I once took an interim summer class with the legendary Phil Beidler called “The American Classic and The New Hollywood.” We read a lot of classics—The Scarlet Letter, Moby-Dick, “The Legend of Sleepy Hollow,” The Last of the Mohicans—and watched the film adaptations. I wrote a paper for that class about how The Wizard of Oz was nationalist propaganda in the buildup to World War II in 1939. After reading L. Frank Baum’s The Wonderful Wizard of Oz with my daughter a year ago, I maintain this position.

We read the book because my daughter was performing a number from the film for her musical theatre class, and I realized I had never shown her the movie. The movie is one of my mom’s favorites, and I remember watching it with her when I was little, hiding under a red and white afghan any time the witch came on screen (but peeking through the holes of the afghan so I wouldn’t miss anything).

I never understood why Dorothy wanted to go back to sepia-toned Kansas when she could be in Oz, which was much more exciting. I always felt a sense of disappointment that it was all a dream from being bonked on the head during a tornado.

In Baum’s original, Oz is real, and Dorothy does go back in subsequent books. But the Emerald City is not what it appears—the Wizard forces everyone in the city to wear colored glasses to give the city its green hue. I can’t help but think about another coward behind a curtain who some people think is a wizard. That nerd is just as invested in controlling what people see and may or may not have acquired his wealth and power due to emeralds. Maybe Baum himself was a wizard who could see the future?

While The Wonderful Wizard of Oz hasn’t yet caught the ire of the Heifers for Liberty, it does have a history of being banned and challenged. In 1983, a group called Concerned Women for America attacked the book for “occultism, secular humanism, evolution, disobedience to parents, pacifism, and feminism.” The Concerned Heifers for America’s lead heifer was Beverly LaHaye, who was married to Tim LaHaye -- yes, THAT Tim LaHaye, the one who traumatized millennial youths with the damn Left Behind series.

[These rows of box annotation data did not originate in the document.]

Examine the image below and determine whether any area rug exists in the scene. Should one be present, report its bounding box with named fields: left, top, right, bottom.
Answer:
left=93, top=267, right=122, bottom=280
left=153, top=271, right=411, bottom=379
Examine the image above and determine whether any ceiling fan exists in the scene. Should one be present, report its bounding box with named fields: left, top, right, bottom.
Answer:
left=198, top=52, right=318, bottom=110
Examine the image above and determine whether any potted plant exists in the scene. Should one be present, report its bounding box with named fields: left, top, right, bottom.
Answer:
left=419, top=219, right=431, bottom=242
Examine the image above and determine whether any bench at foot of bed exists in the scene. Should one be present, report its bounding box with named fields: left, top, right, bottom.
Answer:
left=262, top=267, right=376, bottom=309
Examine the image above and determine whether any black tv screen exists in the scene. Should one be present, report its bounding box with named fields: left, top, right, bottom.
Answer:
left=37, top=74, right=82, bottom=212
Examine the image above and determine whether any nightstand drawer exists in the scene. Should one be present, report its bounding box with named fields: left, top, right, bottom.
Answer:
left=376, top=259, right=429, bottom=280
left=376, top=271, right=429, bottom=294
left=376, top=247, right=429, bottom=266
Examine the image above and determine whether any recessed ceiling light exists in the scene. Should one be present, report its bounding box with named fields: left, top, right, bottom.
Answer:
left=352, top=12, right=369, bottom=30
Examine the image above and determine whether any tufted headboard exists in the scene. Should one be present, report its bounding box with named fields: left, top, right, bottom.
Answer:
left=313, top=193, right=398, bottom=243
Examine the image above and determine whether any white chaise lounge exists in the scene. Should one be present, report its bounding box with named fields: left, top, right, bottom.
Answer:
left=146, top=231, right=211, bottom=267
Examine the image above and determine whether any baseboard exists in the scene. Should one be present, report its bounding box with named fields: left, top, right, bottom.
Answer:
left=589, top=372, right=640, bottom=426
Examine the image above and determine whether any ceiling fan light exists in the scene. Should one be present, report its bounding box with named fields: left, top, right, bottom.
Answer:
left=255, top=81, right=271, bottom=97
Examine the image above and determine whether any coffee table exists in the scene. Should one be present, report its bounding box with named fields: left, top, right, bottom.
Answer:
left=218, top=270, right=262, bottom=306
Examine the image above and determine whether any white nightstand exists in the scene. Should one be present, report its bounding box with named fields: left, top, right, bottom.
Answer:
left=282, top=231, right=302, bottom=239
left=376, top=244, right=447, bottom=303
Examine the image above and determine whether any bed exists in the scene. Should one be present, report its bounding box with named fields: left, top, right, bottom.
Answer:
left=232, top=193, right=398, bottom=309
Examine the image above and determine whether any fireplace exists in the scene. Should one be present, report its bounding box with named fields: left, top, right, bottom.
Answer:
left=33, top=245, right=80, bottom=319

I can see why Bev was mad, though. The Witch of the North told Dorothy, “In the civilized countries I believe there are no witches left, nor wizards, nor sorceresses, nor magicians. But, you see, the Land of Oz has never been civilized, for we are cut off from all the rest of the world. Therefore we still have witches and wizards amongst us.” When I read that, I thought about Huck Finn and the racist heifers who wanted to “sivilize” him, to teach him to behave like the caste he was born into by virtue of his skin color.

I’ve been thinking about caste a lot lately, too, specifically Caste by Isabel Wilkerson. 

I read the young adult adaptation for my graduate program, and I’d love to go back and read the original, but the YA version pulled no punches. Wilkerson draws comparisons between American white supremacy, Nazi Germany, and India’s caste system. I also watched Ava DuVernay’s film adaptation of the book, The Origin, which you can stream on Hulu.

DuVernay’s film adaptation does a remarkable job of depicting Wilkerson’s personal struggles, her research, and the vignettes she includes in Caste.

Wilkerson’s text cites the work of Ian Haney López, a legal scholar who writes about actual Critical Race Theory, not whatever they’re trying to tell you CRT is. 

I read White By Law last semester, and while I wouldn’t teach it myself because (1) I like my job and want to keep it and (2) I teach in a high school, not a law school or graduate school, I do understand why white supremacists really don’t want people getting ahold of this stuff. CRT pulls back the curtain. It compels you to take off the green glasses and see things for how they really are. 

Some people think ignoring white supremacy will make it go away, but it operates most efficiently in the shadows, in laws and court cases and executive orders that no one bothers to read, that many of us aren’t equipped to read because our education system doesn’t feel the need to prepare us for that type of literacy, especially right now.

Pay no attention to that man behind the curtain. Read just enough to get into college or to get a job. Why read a book when you can read a tweet? Better yet, don’t read at all. Here, put on these green glasses. Don’t they make everything great again?